> "which will fissile out in a few months"

A tangential nitpick: it's fizzle out, from a Middle English etymology meaning "to fart"; not to fission (fissile being an adjectival form), from Latin "to split".

https://en.wiktionary.org/wiki/fizzle#Etymology ("Attested in English since 1525-35. From earlier fysel (“to fart”). Related to fīsa (“to fart”). Compare with Swedish fisa (“to fart (silently)”). See also feist.")

https://en.wiktionary.org/wiki/feist#Etymology

https://en.wiktionary.org/wiki/fissile#Etymology ("From Latin fissilis.")

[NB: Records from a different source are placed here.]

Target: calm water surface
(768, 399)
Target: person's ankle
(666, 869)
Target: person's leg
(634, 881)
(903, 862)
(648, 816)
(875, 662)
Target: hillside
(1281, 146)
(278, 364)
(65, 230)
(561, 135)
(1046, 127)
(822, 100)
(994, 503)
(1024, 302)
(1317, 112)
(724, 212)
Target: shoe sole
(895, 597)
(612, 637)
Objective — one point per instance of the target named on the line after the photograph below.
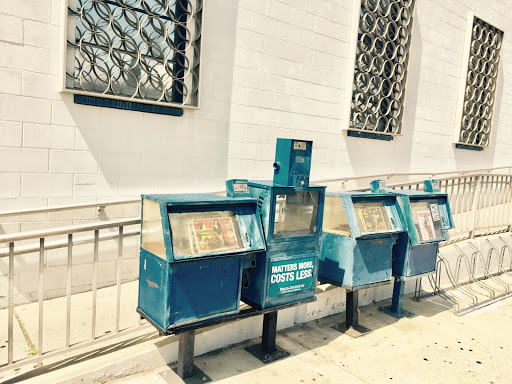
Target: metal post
(397, 301)
(94, 283)
(268, 336)
(10, 326)
(475, 206)
(396, 309)
(351, 313)
(119, 276)
(351, 325)
(185, 367)
(68, 289)
(41, 296)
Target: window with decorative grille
(135, 50)
(380, 76)
(481, 84)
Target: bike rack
(482, 286)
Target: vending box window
(360, 230)
(291, 213)
(191, 257)
(427, 218)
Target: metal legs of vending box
(268, 351)
(351, 325)
(396, 309)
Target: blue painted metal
(414, 256)
(237, 188)
(293, 163)
(183, 289)
(357, 258)
(127, 105)
(287, 271)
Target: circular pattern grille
(381, 65)
(140, 49)
(481, 83)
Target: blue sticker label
(289, 276)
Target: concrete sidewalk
(434, 346)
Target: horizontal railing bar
(84, 344)
(342, 179)
(24, 249)
(68, 207)
(69, 229)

I’ve never heard fissile out but I love it for describing a problem that will go away once the full consequences have already been felt.

It's fizzle where I'm from in the UK. To fizzle out is to weakly and pittifully end with no meaningful after effects.

Like after lighting a firework that didn't actually go off.

"It's fizzled out!"

"to fission (fissile being an adjectival form), from Latin 'to split'."

Does this mean "Missile" means "to miss"? 'Cause boy have we been using those things wrong :-)

No, 'missile' means 'something that is sent' or 'suitable for throwing'

The missile needs to know how to miss, because it knows where it is from knowing where it isn’t.